I think that I may have liked “Extremely Loud and Incredibly Close” more if I had not read the book first. I give it a B-.

Laura:
Oskar Schell (Junior Jeopardy contestant Thomas Horn) is an only child living in Manhattan.  He was tested for autism, but the results were inconclusive.  Still, his intelligence is continually challenged by his jeweler father, Thomas (Tom Hanks), who engages the boy with word games, fantastical tales of a sixth borough and recon expeditions.  After 'The Worst Day' which takes Oskar's dad away, the child finds a key hidden in his father's closet and makes it his mission to find its meaning in "Extremely Loud and Incredibly Close."

Director Stephen Daldry ("The Hours," "The Reader"), who has been nominated for an Oscar for each of the first three films he's directed doesn't look to be as lucky here.  Jonathan Safran Foer's novel received criticism for the whimsy he employed around his hero, Oskar, but I enjoyed the book's imaginative point of view.  Daldry, however, directs this material in a way that emphasizes the book's contrivances and tries to employ show-offy flourishes in the worst possible way - one should not be hearing the director's voice in one's head as one watches Horn collapse on screen in tandem with the World Trade Center tower crumbling on a television beside him.  Eric Roth's ("Forrest Gump," "Munich") adaptation jettisons the background of Oskar's grandparents in which Foer employed the Fire Bombing of Dresden as a parallel human tragedy to 9/11.  While one can see why this would be necessary for the movie's run time, it turns the silent character of The Renter (Max von Sydow, "Shutter Island"), the old man who joins Oskar's journey, into an incomprehensible mime.
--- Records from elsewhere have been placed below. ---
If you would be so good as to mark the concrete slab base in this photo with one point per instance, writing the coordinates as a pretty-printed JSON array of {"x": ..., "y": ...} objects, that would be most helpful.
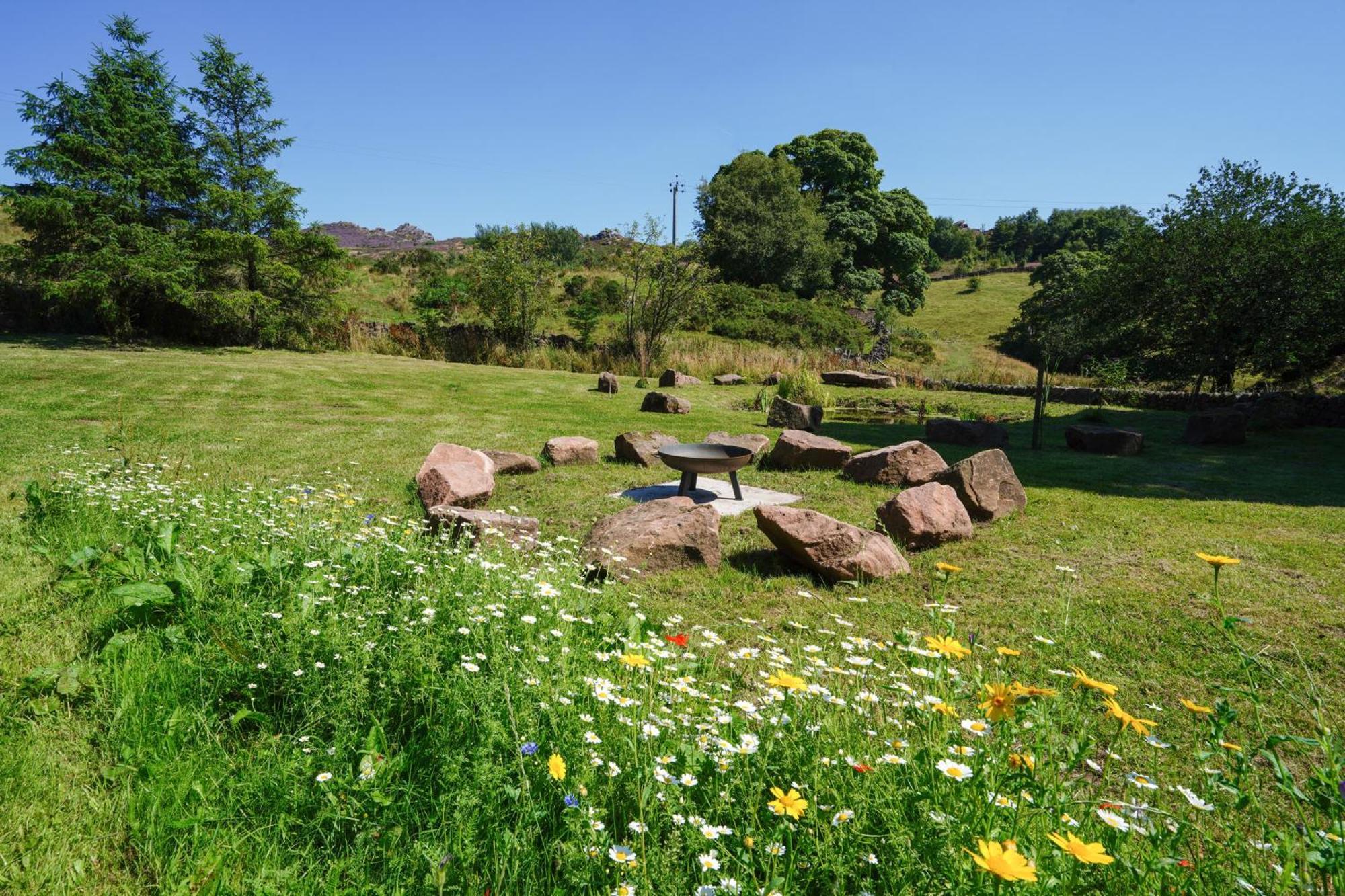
[{"x": 718, "y": 493}]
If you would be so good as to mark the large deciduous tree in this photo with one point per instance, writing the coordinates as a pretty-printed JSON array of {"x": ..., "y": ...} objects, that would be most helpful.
[
  {"x": 759, "y": 228},
  {"x": 880, "y": 236}
]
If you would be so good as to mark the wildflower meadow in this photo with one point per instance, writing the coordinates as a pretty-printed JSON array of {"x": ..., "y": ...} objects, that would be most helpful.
[{"x": 305, "y": 694}]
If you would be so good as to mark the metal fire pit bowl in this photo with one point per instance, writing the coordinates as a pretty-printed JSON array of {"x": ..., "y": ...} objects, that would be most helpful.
[{"x": 699, "y": 456}]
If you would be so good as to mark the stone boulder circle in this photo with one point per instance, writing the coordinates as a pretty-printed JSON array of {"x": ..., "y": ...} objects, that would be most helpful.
[
  {"x": 833, "y": 549},
  {"x": 1104, "y": 440},
  {"x": 670, "y": 533},
  {"x": 755, "y": 443},
  {"x": 787, "y": 415},
  {"x": 642, "y": 447},
  {"x": 987, "y": 485},
  {"x": 859, "y": 378},
  {"x": 455, "y": 475},
  {"x": 662, "y": 403},
  {"x": 670, "y": 378},
  {"x": 1217, "y": 427},
  {"x": 571, "y": 450},
  {"x": 486, "y": 525},
  {"x": 911, "y": 463},
  {"x": 966, "y": 432},
  {"x": 802, "y": 450},
  {"x": 926, "y": 517}
]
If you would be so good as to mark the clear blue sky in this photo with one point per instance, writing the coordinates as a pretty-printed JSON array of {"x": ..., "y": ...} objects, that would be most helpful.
[{"x": 447, "y": 115}]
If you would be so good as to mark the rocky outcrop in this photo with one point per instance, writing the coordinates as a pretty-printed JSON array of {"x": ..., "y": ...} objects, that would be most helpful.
[
  {"x": 911, "y": 463},
  {"x": 673, "y": 378},
  {"x": 1104, "y": 440},
  {"x": 753, "y": 442},
  {"x": 966, "y": 432},
  {"x": 926, "y": 517},
  {"x": 486, "y": 526},
  {"x": 833, "y": 549},
  {"x": 510, "y": 463},
  {"x": 802, "y": 450},
  {"x": 455, "y": 475},
  {"x": 987, "y": 485},
  {"x": 642, "y": 447},
  {"x": 662, "y": 403},
  {"x": 672, "y": 533},
  {"x": 1217, "y": 427},
  {"x": 571, "y": 450},
  {"x": 787, "y": 415},
  {"x": 859, "y": 378}
]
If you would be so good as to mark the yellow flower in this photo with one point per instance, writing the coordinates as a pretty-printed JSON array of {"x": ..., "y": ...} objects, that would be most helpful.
[
  {"x": 1141, "y": 725},
  {"x": 948, "y": 646},
  {"x": 1082, "y": 678},
  {"x": 556, "y": 766},
  {"x": 792, "y": 803},
  {"x": 787, "y": 681},
  {"x": 1004, "y": 860},
  {"x": 1087, "y": 853},
  {"x": 1001, "y": 702}
]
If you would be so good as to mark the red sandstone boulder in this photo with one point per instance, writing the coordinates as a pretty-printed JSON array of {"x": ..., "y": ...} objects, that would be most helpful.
[
  {"x": 926, "y": 517},
  {"x": 455, "y": 475},
  {"x": 672, "y": 533},
  {"x": 833, "y": 549}
]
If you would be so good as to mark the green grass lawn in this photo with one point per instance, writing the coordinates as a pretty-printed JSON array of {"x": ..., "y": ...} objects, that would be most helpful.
[{"x": 1130, "y": 528}]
There are exactly three moments in Daldry's film which work and Sandra Bullock owns them all.  While Hanks does the expected job of sketching out the perfect dad in flashbacks, she has the emotional heavy lifting as her Linda Schell is now left to deal with a special kid who clearly idolized his father while drowning in her own grief.  Bullock delivers, whether she's getting a rare admittance of love from her son from underneath a door or sagely, sadly agreeing when he tells her he wished it'd had been her in those towers.  Her climatic cathartic reconnection with her son may be viewed by some as plot contrivance (again), but Bullock sells it nonetheless.

The young Thomas Horn, however, is, frankly, annoying.  Yes his Oskar is supposed to be a special child, one who panics at the thought of public transportation and who has a hard time talking to people, but as the central focus of a film dealing with grief he must also be sympathetic and Horn fails to engage.  As his first interview subject (Oskar decides to visit every person in the New York phone directory who shares the name written on that key's envelope), Viola Davis's ("The Help") Abby Black is so obviously in personal crisis we're more concerned for her welfare than the strange child who's come a'calling, asking for iced coffee with half and half and a photo op.  As her estranged husband, Jeffrey Wright ("Source Code") also finds a moment later in the film which pays more tribute to the boy's loss than the child actor can. Of course, the adaptation fails to correct the contrivance which finds Oskar finding his answer in the very first place - out of hundreds - that he looked with every other Black is relegated to montages in between. In a small role, Stephen Henderson ("Tower Heist's" doorman) does a fine job as Walt the Locksmith, exemplifying Oskar's whimsical mathematical mind process.

Cinematographer Chris Menges has delivered a nice look for the film, which explores the real boroughs of New York with the occasional jolt of 9/11 imagery - a falling body in the stippled glass of a bathroom door, a plane bissecting a building in the background - but Alexandre Duplat's score relies on that fairy bell sound which screams precocious quirkiness.